1. Why could you still play the game after there are no more eggs or chickens? We didn't set up the logic to detect that. Actually this is a valid criticism, but I don't think you need to ask why... rather as a critic you should have conviction in your opinion, or just state your observation. It feels kind of condescending to ask why... like you are implying I am a total idiot and you would like me to explain my backward logic.
2. Why weren't you punished for eating baby chicks? We rewarded it. I made that decision. You can blame me personally. Actually we debated several mechanisms [instant death, vegan-snake, pushes chicks/chickens aside]. I chose this route because it was the easiest to implement, given the other code that had been written.
3. Definitely going to change the control schema. I notice a ton of people complaining about the movement not happening smoothly... smooth movement it is!
Thanks for the feedback XD
Viewing post in Protect the Chickens jam comments
No worries. I was being a bit overdramatic myself.

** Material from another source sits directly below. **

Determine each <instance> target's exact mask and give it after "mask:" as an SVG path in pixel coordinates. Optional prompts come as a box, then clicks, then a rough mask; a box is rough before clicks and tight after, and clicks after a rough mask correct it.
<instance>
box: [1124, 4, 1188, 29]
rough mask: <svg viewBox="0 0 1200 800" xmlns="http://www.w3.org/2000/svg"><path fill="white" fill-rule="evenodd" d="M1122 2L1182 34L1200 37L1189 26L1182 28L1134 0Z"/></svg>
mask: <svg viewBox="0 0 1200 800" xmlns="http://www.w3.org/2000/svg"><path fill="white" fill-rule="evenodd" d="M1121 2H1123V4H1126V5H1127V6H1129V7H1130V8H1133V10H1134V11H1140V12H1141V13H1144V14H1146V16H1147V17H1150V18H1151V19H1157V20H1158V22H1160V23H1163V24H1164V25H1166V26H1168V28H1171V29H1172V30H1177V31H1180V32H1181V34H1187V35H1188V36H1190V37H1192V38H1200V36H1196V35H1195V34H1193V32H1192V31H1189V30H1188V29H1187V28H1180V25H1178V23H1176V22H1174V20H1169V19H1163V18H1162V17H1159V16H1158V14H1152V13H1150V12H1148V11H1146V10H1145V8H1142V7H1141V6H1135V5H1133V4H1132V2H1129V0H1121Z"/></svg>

I'd like to revisit these elements, but I'm still struggling to sort out how the logic should be.
If I were to take your implied advice on the previous comment and make the player lose when they collide with a chick (or any moving object), I expect that this will lead to frustration for the player, since they can't reliably predict ahead of time if the chick is going to move into their path on the next game step.
I'm leaning toward, if the snake doesn't eat something, it should push the thing instead... but this leads to unanswered design questions: in particular, what happens if I push object A into object B?